Queenjane... No, they were never on a photo listing.  We knew the day we met them we wanted them so there was really no need.  Have you been on any Yahoo adoption groups??

post #180 of 262

PUH - I'm glad to hear you can exhale now. I find it funny that I've set parenting date goals too and whenever the date gets near I think how lucky I am not to be a mom yet. It happened when I was TTC and I'm sure it'll happen during this TTA period.
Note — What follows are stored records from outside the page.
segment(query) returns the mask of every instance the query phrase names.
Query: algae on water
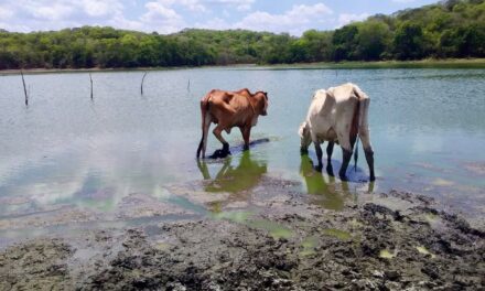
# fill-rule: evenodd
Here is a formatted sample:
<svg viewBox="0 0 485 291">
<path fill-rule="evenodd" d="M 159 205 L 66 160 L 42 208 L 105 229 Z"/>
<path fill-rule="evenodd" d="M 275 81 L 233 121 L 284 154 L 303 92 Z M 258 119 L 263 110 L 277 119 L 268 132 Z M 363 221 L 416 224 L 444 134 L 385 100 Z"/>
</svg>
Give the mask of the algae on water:
<svg viewBox="0 0 485 291">
<path fill-rule="evenodd" d="M 341 240 L 351 240 L 352 236 L 349 233 L 336 228 L 324 229 L 323 233 L 327 236 L 336 237 Z"/>
</svg>

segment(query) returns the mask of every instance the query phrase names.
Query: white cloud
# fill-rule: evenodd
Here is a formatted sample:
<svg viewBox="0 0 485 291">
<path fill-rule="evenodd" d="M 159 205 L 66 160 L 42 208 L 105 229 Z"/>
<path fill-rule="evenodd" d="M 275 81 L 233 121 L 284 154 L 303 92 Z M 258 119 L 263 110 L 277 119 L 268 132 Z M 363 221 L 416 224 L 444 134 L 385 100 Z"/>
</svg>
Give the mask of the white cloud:
<svg viewBox="0 0 485 291">
<path fill-rule="evenodd" d="M 351 22 L 362 21 L 370 17 L 369 13 L 360 13 L 360 14 L 348 14 L 342 13 L 338 15 L 338 28 L 344 26 Z"/>
<path fill-rule="evenodd" d="M 205 0 L 205 2 L 208 4 L 235 7 L 239 11 L 248 11 L 251 9 L 255 0 Z"/>
<path fill-rule="evenodd" d="M 323 3 L 314 6 L 293 6 L 283 14 L 270 14 L 256 11 L 246 15 L 235 28 L 255 31 L 290 32 L 300 35 L 303 31 L 315 28 L 317 23 L 325 21 L 325 17 L 333 11 Z"/>
<path fill-rule="evenodd" d="M 158 0 L 157 2 L 166 8 L 177 4 L 196 12 L 205 12 L 207 10 L 201 0 Z"/>
<path fill-rule="evenodd" d="M 171 33 L 183 29 L 185 24 L 183 18 L 162 2 L 148 2 L 144 6 L 148 11 L 140 18 L 141 25 L 146 28 L 144 30 L 150 28 L 149 30 L 152 31 Z"/>
</svg>

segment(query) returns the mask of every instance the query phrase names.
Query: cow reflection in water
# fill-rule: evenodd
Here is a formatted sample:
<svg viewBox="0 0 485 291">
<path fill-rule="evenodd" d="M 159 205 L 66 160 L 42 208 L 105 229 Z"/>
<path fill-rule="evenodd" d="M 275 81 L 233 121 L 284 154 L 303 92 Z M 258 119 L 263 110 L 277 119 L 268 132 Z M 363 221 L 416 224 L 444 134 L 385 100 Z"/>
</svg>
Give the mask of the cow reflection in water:
<svg viewBox="0 0 485 291">
<path fill-rule="evenodd" d="M 244 151 L 237 166 L 231 164 L 233 158 L 224 160 L 223 168 L 214 179 L 205 161 L 197 161 L 198 169 L 206 180 L 204 190 L 209 193 L 231 193 L 229 200 L 246 200 L 246 192 L 257 186 L 263 174 L 267 172 L 266 162 L 258 162 L 251 159 L 249 151 Z M 215 164 L 215 163 L 209 163 Z M 217 163 L 218 165 L 218 163 Z M 240 194 L 240 195 L 239 195 Z"/>
<path fill-rule="evenodd" d="M 328 163 L 326 171 L 328 182 L 325 181 L 321 172 L 314 169 L 313 161 L 308 154 L 301 155 L 300 174 L 305 180 L 308 193 L 314 195 L 312 198 L 322 207 L 341 211 L 344 208 L 345 200 L 352 197 L 348 183 L 342 181 L 342 183 L 337 184 L 335 182 L 331 163 Z M 338 185 L 342 187 L 338 188 Z"/>
</svg>

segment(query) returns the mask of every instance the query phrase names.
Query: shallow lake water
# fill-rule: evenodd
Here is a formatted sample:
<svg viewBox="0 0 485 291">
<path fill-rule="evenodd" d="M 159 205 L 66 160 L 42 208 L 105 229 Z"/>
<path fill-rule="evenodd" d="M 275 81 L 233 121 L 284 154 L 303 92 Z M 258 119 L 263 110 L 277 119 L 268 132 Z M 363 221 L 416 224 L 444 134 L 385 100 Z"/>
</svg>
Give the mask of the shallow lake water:
<svg viewBox="0 0 485 291">
<path fill-rule="evenodd" d="M 0 76 L 0 219 L 58 205 L 109 213 L 129 194 L 170 196 L 170 186 L 206 181 L 207 193 L 250 192 L 263 177 L 295 180 L 311 203 L 336 209 L 360 193 L 391 188 L 435 197 L 467 215 L 485 213 L 485 69 L 274 69 L 226 67 Z M 299 152 L 298 127 L 315 89 L 353 82 L 370 99 L 377 181 L 342 183 Z M 249 153 L 227 136 L 233 157 L 200 162 L 200 99 L 212 88 L 269 93 Z M 219 148 L 211 134 L 208 152 Z M 335 148 L 338 171 L 342 152 Z M 351 169 L 351 168 L 349 168 Z M 184 200 L 169 200 L 197 209 Z M 215 206 L 217 208 L 217 205 Z M 242 207 L 244 208 L 244 207 Z M 201 213 L 204 209 L 198 209 Z"/>
</svg>

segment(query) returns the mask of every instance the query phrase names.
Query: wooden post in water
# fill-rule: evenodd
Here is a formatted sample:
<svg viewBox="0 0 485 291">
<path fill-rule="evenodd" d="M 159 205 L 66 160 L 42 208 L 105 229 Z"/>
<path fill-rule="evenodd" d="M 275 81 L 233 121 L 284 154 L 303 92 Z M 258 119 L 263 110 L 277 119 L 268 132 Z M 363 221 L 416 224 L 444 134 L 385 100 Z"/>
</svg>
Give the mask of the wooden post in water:
<svg viewBox="0 0 485 291">
<path fill-rule="evenodd" d="M 29 95 L 26 94 L 25 79 L 23 78 L 23 71 L 20 69 L 20 75 L 22 76 L 23 93 L 25 94 L 25 106 L 29 106 Z"/>
<path fill-rule="evenodd" d="M 147 72 L 144 72 L 143 77 L 141 78 L 141 86 L 140 86 L 141 95 L 143 95 L 143 82 L 146 76 L 147 76 Z"/>
<path fill-rule="evenodd" d="M 93 100 L 93 77 L 91 77 L 90 73 L 89 73 L 89 80 L 91 83 L 91 100 Z"/>
</svg>

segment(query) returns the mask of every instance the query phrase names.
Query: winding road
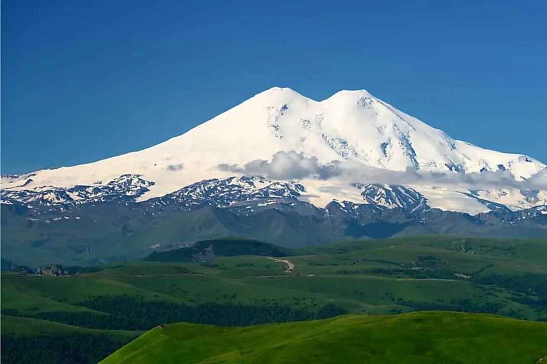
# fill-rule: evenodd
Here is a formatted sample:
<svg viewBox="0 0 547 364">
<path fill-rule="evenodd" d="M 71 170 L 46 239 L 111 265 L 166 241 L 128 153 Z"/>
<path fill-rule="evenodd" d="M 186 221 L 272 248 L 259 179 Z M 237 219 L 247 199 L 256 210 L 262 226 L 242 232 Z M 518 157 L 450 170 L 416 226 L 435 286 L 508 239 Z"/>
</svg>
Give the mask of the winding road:
<svg viewBox="0 0 547 364">
<path fill-rule="evenodd" d="M 275 260 L 275 261 L 278 261 L 280 262 L 284 263 L 285 265 L 287 266 L 287 269 L 285 270 L 286 273 L 290 273 L 292 271 L 292 270 L 294 269 L 294 264 L 293 262 L 289 261 L 288 260 L 286 260 L 285 259 L 279 259 L 278 258 L 274 258 L 272 256 L 266 256 L 266 258 L 267 258 L 269 259 L 271 259 L 272 260 Z"/>
</svg>

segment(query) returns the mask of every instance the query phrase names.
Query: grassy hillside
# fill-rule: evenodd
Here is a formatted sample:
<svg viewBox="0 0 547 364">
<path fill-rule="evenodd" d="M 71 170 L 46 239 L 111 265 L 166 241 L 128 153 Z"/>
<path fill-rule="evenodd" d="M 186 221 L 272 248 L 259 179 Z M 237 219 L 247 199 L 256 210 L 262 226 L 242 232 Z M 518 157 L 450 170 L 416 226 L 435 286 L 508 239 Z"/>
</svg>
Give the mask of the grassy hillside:
<svg viewBox="0 0 547 364">
<path fill-rule="evenodd" d="M 234 244 L 224 254 L 248 248 Z M 347 242 L 276 258 L 120 262 L 66 277 L 3 273 L 2 313 L 107 333 L 179 321 L 241 326 L 432 310 L 547 320 L 546 252 L 546 240 L 435 236 Z M 6 337 L 17 333 L 5 331 L 3 321 Z"/>
<path fill-rule="evenodd" d="M 1 322 L 2 363 L 97 362 L 142 333 L 5 315 Z"/>
<path fill-rule="evenodd" d="M 102 364 L 512 363 L 547 355 L 547 324 L 482 314 L 342 316 L 244 328 L 157 327 Z"/>
</svg>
Thanks for asking about me. My application process is going smoothly and is all but done. I thought I was going to have to choose the characteristics of the child I think I could best parent but that doesn't come until the homestudy and that was a lot of relief. All I need to do now is get fingerprinted, take the CPR class, and get a physical. I don't have a primary doctir so I'm in the process of finding one now. There's a space on the app which asks the physician how long they've known me. I wonder if she'll put "10 minutes"! I have a gelatinous goal to complete the application before Christmas but I need to get more specific than that.

 

Mountain Mama - I know it was only yesterday when you sent the email but have you heard anything back yet?

 

MNMoore3 - Wow your story sounds like something out of a Lifetime movie! Thank you so much for sharing. I love reading posts from the BTDT adoptive mamas because it helps my mind stay on the ultimate goal.

 

Queen Jane - How are you? Did you ever speak with the FFA again?